Skrupellos

Was Merkel versprochen hat, wird gebrochen

Von Vera Lengsfeld

Einer der unverschämtesten Sätze unserer Kanzlerin beim ZDF-Interview lautete, Zitat: „…es gehört zu dem Versprochenen und ich gehöre zu den Menschen, die das auch einhalten“. Sie konnte diesen Satz nur sagen, weil sie sicher war, dass kein Mainstream-Journalist ihr die Wahrheit vorhalten würde.

Als sie noch Oppositionsführerin war, pflegte Merkel Bundeskanzler Schröder regelmäßig mit „versprochen – gebrochen“ zu attackieren.

Sobald sie selbst Kanzlerin war, störte sie ihr Gemerkel von gestern keine Sekunde.

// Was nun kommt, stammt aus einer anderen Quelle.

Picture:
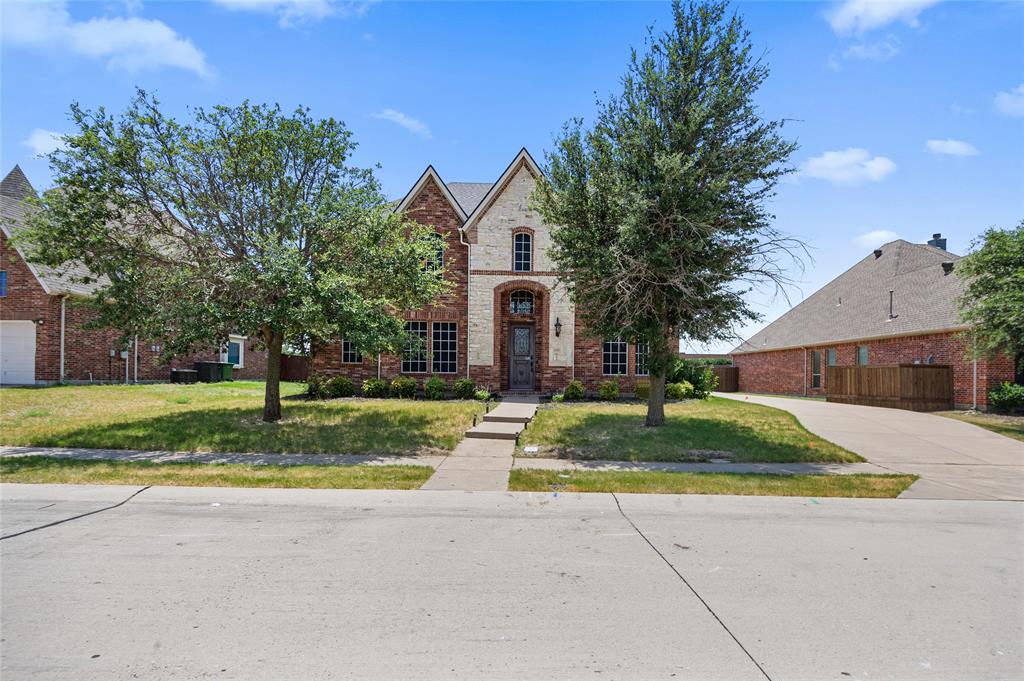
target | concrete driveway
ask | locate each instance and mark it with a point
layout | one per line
(954, 460)
(281, 584)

Im Wahlkampf 2005 hatte sie ihren Wählern eine Steuerreform und eine Gesundheitsreform versprochen. In den Koalitionsverhandlungen mit der SPD machte sie nicht einmal den Versuch, auch nur ansatzweise für ihre angeblichen Vorhaben zu kämpfen. Im Gegenteil. Sie sprach nach erfolgter Wahl nie wieder mit Paul Kirchhoff, dessen Flat Tax-Modell sie propagiert hatte, und das die baltischen Staaten erfolgreich praktiziert hatten. Auch von der Gesundheitsprämie war nie wieder die Rede. Heute ist vergessen, mit welchen Ideen die „Reformerin“ Merkel einmal angetreten ist.

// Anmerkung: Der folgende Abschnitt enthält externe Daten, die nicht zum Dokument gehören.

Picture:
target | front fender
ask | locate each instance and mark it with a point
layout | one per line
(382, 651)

Es gab aber noch einen anderen Wortbruch. Kurz vor der Bundestagswahl erließ die EU ein „Antidiskriminierungsgesetz“, das die SPD durch ein Verbandsklagerecht erweitern wollte. Gewerkschaften, Verbänden und Organisationen sollte gestattet werden, stellvertretend für ihre Mitglieder Klagen einzureichen.

Merkel wurde im Wahlkampf nicht müde zu versichern, dass mit ihr als Bundeskanzlerin nur die EU-Richtlinie 1:1 umgesetzt würde. Im Koalitionsvertrag stand dann ein Verbandsklagerecht, das über die SPD-Vorschläge noch hinaus ging.

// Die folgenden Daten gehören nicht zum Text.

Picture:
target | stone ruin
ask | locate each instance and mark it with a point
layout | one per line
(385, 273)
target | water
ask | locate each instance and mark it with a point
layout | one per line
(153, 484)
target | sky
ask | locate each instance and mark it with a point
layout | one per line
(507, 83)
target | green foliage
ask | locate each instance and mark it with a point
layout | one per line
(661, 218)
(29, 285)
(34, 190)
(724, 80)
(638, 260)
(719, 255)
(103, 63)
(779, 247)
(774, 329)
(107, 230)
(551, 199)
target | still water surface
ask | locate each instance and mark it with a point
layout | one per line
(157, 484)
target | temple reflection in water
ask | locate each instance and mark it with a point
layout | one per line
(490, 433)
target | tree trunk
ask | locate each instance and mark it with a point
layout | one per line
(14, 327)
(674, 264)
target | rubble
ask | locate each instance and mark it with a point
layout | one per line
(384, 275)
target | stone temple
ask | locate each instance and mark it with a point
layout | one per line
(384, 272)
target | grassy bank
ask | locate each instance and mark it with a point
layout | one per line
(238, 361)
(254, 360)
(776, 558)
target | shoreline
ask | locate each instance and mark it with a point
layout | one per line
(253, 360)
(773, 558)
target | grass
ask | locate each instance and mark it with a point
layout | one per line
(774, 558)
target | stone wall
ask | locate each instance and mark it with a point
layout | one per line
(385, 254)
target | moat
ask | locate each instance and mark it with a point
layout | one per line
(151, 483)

Anders als bei der Steuer- und Gesundheitsreform hätte Merkel hier hart bleiben und auf die Einhaltung ihres Wahlversprechens bestehen können. Sie dachte gar nicht daran. Nur weil damals die Bundestagsfraktion noch mit Abgeordneten besetzt war, die im Gegensatz zu den heutigen noch Widerspruch wagten, wurde nur die EU-Richtlinie umgesetzt. Merkel war von den Unions-Parlamentariern zur Einhaltung ihres Versprechens gezwungen worden.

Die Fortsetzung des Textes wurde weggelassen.